Античные авторы изображали забавные детали первых лет жизни, но напрочь игнорировали переживания: ребенок не считался человеком.
В эпоху Возрождения персонажи появлялись на авансцене уже сформировавшимися индивидуумами. Тема «Ребенок у Шекспира» не тянет даже на курсовую. Где там дети? Ромео, Корделия – дети, конечно. Но половозрелые.
Романтики, подхватив многие идеи сентименталистов, тоже не сильно увлекались детским вопросом. Только во второй половине XIX века тему принялись раскрывать: «Рыжик» Жюля Ренара, «Детство» Толстого, а потом еще и Горького. Затем подоспел Марсель Пруст, круто развернувший азимуты. И вот уже без детства невозможно понять человека, а все, что мы собой представляем, – логический вывод из первых лет жизни. Теперь детство настолько прочно обосновалось в мировой литературе, что она уже никак не может обойтись без эскимо на палочке, первомайского парада и картинки в букваре.
Загвоздка в том, что воспоминаний меньше, чем людей. Значительно меньше. Исключения не берем. Конечно, кто-то, как Маугли, рос с волками, кого-то с трех лет снимают в кино, чей-то дедушка был Леонидом Ильичом Брежневым. У остальных – эскимо и первомайский парад.
У Пелевина было относительно обычное для его времени советское детство относительно обеспеченного класса. И можно предположить, что общего там было больше, чем частного.
Миф о мифе
Пелевин пришел в мир, где разные системы мирно сосуществовали. Запад был Запад, Восток – Восток. Но вместе они сходились не только на спортивных соревнованиях или на космической станции «Союз» – «Аполлон».
Другими точками пересечения оказывались валютные магазины, пластинки и книги, привезенные из загранки. Немного порезанные фильмы – в основном французского и итальянского производства. Обрывки телепередач про загнивающую капсистему. Лекции про «ошибки фрейдизма» (из которых про этот самый ошибочный фрейдизм большинство и узнавало). Железный занавес не отличался герметичностью.
В 360 году до н. э. в диалоге «Государство» Платон привел «миф о пещере». У самого Пелевина полно отсылок к этой истории. Жители пещеры жгут костер и, сидя спиной к входу, наблюдают тени на стене, принимая эти искаженные, скупые отражения за настоящую жизнь – почти дословный пересказ этого мифа имеется в VIII части романа «Чапаев и Пустота» (1996) и в рассказе «Созерцатель тени» из сборника «Ананасная вода для прекрасной дамы» (2010).
С западным влиянием – похожая история. Советские граждане получали «из-за бугра» не чистый культурный продукт, а тени, искаженные копии. По ним, правда, некоторым удавалось восстановить относительно достоверную картину.
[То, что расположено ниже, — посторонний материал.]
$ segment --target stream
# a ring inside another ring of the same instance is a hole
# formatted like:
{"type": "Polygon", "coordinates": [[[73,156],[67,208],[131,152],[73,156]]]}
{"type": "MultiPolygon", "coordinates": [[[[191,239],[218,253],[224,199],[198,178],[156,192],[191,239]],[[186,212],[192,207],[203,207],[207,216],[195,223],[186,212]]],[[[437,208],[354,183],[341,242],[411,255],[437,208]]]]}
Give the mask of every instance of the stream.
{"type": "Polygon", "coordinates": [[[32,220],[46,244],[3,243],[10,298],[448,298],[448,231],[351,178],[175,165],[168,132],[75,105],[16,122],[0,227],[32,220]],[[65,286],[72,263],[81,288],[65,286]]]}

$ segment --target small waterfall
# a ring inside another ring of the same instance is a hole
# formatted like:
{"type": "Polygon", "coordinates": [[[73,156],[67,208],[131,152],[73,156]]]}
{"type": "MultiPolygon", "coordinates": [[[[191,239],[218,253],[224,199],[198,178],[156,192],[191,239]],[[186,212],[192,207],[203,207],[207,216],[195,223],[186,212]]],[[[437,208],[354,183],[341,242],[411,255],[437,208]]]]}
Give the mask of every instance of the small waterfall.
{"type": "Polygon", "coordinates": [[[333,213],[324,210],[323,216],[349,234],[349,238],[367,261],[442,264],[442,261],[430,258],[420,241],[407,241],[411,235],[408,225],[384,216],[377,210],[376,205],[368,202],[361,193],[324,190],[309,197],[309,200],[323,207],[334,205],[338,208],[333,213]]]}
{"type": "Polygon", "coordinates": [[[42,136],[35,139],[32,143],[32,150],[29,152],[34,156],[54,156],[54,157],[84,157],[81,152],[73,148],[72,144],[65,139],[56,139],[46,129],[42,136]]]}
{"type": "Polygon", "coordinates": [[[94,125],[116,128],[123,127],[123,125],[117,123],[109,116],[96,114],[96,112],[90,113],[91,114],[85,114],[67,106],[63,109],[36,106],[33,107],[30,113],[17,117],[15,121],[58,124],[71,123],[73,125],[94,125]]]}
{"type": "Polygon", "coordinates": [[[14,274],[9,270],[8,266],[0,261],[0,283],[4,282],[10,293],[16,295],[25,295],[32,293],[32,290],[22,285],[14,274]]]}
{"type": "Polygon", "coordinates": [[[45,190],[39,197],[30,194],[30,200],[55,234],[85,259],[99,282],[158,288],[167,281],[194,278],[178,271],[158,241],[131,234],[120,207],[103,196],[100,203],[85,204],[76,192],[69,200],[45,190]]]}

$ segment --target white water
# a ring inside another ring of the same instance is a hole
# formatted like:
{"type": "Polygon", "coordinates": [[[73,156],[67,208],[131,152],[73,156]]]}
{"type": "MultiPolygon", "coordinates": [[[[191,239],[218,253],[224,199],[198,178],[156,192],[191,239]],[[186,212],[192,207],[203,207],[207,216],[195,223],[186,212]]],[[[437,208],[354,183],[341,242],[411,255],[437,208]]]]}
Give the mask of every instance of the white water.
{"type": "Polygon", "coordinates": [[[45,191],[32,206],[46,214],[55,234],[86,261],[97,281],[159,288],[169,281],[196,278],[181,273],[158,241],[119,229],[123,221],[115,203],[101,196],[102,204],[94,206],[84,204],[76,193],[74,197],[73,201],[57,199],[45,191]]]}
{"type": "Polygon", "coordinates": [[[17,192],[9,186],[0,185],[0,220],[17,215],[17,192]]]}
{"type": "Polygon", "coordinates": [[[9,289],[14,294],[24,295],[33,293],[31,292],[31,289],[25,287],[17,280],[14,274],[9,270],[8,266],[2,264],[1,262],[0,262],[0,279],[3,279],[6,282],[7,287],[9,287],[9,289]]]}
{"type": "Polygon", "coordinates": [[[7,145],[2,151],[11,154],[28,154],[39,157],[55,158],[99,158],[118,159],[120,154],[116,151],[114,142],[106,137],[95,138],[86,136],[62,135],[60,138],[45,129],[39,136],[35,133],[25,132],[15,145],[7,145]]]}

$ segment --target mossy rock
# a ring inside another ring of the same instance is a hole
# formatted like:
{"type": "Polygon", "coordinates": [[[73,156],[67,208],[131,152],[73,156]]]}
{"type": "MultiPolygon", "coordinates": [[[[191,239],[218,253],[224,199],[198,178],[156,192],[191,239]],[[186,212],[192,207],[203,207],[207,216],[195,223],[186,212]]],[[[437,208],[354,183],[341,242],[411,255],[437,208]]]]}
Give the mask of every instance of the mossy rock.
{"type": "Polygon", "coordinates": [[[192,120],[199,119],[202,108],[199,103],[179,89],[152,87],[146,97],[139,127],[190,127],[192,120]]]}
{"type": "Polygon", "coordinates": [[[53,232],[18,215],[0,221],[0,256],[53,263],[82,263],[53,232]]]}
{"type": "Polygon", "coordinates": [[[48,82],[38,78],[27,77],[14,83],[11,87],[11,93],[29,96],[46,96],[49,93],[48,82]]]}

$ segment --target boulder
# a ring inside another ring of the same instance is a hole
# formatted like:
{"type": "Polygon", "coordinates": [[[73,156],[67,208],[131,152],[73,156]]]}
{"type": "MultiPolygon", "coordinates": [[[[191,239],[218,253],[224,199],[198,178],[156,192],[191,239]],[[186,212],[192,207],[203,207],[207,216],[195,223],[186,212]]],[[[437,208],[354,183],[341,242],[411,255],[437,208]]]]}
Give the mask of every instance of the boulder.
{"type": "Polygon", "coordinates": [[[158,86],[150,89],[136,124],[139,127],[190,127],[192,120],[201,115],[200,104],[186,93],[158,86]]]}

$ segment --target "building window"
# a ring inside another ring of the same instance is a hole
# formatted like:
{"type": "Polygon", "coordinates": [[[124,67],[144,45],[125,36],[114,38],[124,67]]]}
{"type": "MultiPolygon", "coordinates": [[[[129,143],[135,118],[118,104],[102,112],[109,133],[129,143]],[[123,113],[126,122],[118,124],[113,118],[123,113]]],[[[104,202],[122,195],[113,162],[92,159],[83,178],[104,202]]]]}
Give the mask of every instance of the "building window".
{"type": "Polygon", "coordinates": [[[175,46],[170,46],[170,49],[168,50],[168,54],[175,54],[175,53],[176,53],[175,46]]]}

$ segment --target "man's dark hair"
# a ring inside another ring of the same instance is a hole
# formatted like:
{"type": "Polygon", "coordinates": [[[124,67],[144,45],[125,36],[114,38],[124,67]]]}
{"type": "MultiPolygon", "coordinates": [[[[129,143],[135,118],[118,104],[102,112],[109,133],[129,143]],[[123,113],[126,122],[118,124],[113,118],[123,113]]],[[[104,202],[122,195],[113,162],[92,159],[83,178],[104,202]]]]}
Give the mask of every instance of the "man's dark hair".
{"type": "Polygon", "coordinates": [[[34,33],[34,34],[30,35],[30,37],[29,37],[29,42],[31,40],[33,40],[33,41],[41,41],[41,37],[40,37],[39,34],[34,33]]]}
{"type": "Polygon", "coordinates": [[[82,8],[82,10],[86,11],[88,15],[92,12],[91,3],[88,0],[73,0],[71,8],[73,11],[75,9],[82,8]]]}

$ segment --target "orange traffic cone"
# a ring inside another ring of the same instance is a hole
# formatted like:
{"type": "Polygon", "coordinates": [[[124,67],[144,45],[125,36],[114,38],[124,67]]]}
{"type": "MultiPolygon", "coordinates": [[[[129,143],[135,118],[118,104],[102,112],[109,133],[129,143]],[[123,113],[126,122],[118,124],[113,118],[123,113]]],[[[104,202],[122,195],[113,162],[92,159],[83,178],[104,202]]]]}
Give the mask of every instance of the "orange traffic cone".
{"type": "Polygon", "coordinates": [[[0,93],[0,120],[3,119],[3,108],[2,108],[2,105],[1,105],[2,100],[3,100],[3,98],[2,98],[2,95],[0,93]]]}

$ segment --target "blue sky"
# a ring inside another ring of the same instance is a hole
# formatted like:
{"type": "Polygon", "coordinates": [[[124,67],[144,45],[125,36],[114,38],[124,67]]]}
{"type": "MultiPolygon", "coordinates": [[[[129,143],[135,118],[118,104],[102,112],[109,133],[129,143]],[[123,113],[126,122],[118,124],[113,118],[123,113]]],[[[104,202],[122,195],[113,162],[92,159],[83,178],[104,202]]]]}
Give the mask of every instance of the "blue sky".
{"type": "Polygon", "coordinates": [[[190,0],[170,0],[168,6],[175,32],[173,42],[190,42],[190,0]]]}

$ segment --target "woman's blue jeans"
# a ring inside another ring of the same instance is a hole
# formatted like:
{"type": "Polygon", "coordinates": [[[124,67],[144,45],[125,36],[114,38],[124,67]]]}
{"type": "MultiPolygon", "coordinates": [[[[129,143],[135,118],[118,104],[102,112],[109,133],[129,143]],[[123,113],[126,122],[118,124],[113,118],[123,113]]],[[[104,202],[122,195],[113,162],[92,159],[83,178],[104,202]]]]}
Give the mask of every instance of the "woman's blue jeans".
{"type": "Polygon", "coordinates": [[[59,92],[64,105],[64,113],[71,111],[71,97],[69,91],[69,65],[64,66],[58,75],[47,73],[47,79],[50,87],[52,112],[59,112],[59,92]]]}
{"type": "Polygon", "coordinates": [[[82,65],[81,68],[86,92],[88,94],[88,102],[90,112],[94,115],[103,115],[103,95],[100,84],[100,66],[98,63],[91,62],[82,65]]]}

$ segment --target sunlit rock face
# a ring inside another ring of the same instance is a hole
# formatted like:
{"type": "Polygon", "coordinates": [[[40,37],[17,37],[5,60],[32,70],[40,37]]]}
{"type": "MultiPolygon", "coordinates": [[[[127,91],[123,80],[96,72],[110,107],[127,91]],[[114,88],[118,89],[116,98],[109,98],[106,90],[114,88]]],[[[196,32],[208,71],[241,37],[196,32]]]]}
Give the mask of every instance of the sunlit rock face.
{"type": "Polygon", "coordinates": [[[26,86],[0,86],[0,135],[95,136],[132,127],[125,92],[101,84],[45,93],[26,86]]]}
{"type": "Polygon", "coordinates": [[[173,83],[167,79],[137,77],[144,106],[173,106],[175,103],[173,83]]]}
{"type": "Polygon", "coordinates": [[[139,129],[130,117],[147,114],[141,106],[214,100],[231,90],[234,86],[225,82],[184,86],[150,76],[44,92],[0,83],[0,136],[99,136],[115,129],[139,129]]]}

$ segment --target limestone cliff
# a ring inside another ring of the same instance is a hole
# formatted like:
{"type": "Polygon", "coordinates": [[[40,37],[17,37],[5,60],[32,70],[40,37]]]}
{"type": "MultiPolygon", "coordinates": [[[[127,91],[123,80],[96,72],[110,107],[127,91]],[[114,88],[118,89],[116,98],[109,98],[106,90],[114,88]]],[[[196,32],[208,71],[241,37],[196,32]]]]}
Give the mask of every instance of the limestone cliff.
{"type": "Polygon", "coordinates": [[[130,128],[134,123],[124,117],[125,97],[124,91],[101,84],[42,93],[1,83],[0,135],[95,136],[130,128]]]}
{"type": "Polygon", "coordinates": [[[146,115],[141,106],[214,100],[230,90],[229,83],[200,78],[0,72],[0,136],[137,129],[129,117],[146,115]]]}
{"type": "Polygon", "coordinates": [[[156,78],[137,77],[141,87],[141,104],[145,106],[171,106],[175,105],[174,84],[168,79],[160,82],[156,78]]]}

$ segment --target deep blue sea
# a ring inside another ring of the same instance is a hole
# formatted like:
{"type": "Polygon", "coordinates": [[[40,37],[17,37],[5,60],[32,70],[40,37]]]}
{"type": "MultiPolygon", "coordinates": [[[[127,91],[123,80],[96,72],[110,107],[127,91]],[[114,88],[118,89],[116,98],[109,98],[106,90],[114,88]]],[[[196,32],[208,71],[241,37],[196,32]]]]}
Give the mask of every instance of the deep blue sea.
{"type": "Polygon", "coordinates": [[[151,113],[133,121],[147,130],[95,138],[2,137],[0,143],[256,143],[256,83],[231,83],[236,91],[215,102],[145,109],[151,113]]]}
Как писал поэт Иосиф Бродский, «но зачем нам двадцатый век, если есть уже девятнадцатый век?».
В самом СССР сосуществовали так же, как, вероятно, и до советской власти, две страны: официальная и полуподпольная. Анна Ахматова писала про «две России», встретившиеся после хрущевского разворота, – «сидевшую и сажавшую». Но времена поменялись, поменялись и две России.
Сажали теперь избирательно, а не чохом. Власть и народ достигли очередного консенсуса лет на двадцать. Ложь снаружи, полуправда в семейном кругу, истина – где-то на страницах книг, которых появилось в свободном доступе гораздо больше, чем в предыдущее десятилетие.
Шестидесятые – время надежд не только для увязающей во Вьетнаме Америки. Косыгинские реформы, «Голубые огоньки», мини-юбки. При том, что параллельно с этим тот же Бродский отправлялся в ссылку за тунеядство, а диссиденты Юлий Даниэль с Андреем Синявским еще дальше – за публикацию своих художественных произведений.
Пелевинское раннее детство пришлось на последний подъем в истории Советского государства, когда простым людям было относительно сносно, умным – многое понятно, а наблюдательным открывалась бездна абсурда, на котором всегда хорошо заваривать сюжеты.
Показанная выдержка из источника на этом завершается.